The stars are aligning at Walt Disney's (DIS -0.04%) largest theme park resort this week. Star Wars: Galactic Starcruiser -- a richly priced and heavily themed lodging attraction -- opens for its first paying "passengers" on Tuesday. It's a bar-raising journey in terms of price points and immersive storytelling experiences, and that's saying a lot since a stay in general at Disney World in Florida isn't cheap or drab in its ability to spin yarn. 

The two-night Star Wars-themed adventure will set a party of two back at least $4,809, with additional guests staying in the same cabin paying less on average if they're fine with twin-sized bunk beds. It's a lot of money, and naturally there's been a lot of bellyaching on social media since pricing was announced last year. The cadence of the boo birds stepped up on Friday when an embargo was lifted on coverage from a press junket where influencers and journalists got a taste of the simulated space journey.

This will pass. Paying customers will be more blunt when the "maiden voyage" takes off on Tuesday. It won't be everybody's cup of tea, but work the math and you'll see how successful Star Wars: Galactic Starcruiser will be. It won't take much to make the next-gen interactive adventure a hit. Fans and investors alike will want to see what happens next.  

Guests entering the Halcyon lobby.

Image source: Disney.

There's no use crying over spilled blue milk  

Why I am so confident about the success of a platform that has yet to officially launch? Let's run the numbers. There are just 100 smallish cabins available on Star Wars: Galactic Starcruiser. Let's say they average three guests per room for the two-night experience. We're talking about 300 new guests checking in every other day, or less than 55,000 people experiencing the new lodging offering a year. 

Disney World's four theme parks attracted an estimated 58.3 million visitors in 2019. If just 0.1% of them have the means and the desire to weave themselves into the two-day story arc at Star Wars: Galactic Starcruiser it will be sold out. Even if we max out capacity, you're talking about less than 0.2% of the annual turnstile clicks. 

One can argue that the industry estimate of 58.3 million guests isn't an exact count of individual visitors. It's how many guests entered a park, and naturally that includes people on multiday and annual passes making more than a single visit. OK, I have a better metric. There are more than 36,000 rooms on Disney World property. Tuesday's debut represents less than 0.3% of them. 

All cabins for the first two months of operation are sold out. There is sparse weekday availability in May, with wider booking opportunities currently starting in July. This doesn't mean that the costly new venture is a lock. Paying customers won't be universally happy. Disney will also have to make sure the optionality expands and the experience evolves if it wants guests to come back again.

Your aim would still be worse than a Stormtrooper if you think Disney will fail. This isn't an experience for 99.7% of Disney World visitors, and I can assure you that it is in their best interest for the experience to succeed. Let a niche experience for the wealthy succeed, and the next immersive lodging experience can have a lot more rooms at a much more accessible price point. That will never happen if Disney has to shift this starship in reverse.

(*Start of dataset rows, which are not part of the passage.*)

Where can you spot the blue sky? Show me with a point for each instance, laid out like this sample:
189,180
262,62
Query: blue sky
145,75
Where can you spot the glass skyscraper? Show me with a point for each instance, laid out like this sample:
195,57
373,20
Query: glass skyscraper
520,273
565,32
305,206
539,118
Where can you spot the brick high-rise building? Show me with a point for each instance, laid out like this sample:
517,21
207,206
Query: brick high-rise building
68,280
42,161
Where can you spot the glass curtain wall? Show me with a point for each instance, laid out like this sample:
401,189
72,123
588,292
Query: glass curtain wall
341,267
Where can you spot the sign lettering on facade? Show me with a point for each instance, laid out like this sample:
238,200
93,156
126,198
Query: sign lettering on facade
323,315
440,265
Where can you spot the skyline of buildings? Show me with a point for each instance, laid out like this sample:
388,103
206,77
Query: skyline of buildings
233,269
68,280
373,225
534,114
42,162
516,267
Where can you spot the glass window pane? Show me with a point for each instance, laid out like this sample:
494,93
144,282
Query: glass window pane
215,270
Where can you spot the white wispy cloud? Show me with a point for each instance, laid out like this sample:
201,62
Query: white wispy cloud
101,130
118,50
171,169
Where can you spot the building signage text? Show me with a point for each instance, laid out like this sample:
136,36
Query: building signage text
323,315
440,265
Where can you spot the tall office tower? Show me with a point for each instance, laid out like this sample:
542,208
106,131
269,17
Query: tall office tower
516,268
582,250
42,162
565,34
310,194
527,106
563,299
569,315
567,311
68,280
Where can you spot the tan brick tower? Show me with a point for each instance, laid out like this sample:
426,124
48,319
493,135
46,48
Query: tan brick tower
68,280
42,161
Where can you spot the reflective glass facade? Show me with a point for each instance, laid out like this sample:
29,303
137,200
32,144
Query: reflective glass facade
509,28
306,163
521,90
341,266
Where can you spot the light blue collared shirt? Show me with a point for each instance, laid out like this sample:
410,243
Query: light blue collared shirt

Disney is going to make a fair amount of money on Star Wars: Galactic Starcruiser. We're talking about more than $80 million a year just in lodging revenue. There will be merchandising opportunities, and premium add-ons beyond the included meals and amenities.  It's going to cost a lot to operate -- and it wasn't cheap to whip up -- but it's a foot in the sliding Halcyon door for the class act of leisure stocks. Root against Star Wars: Galactic Starcruiser if you wish, but you will probably be better served dreaming of what will come next after it succeeds.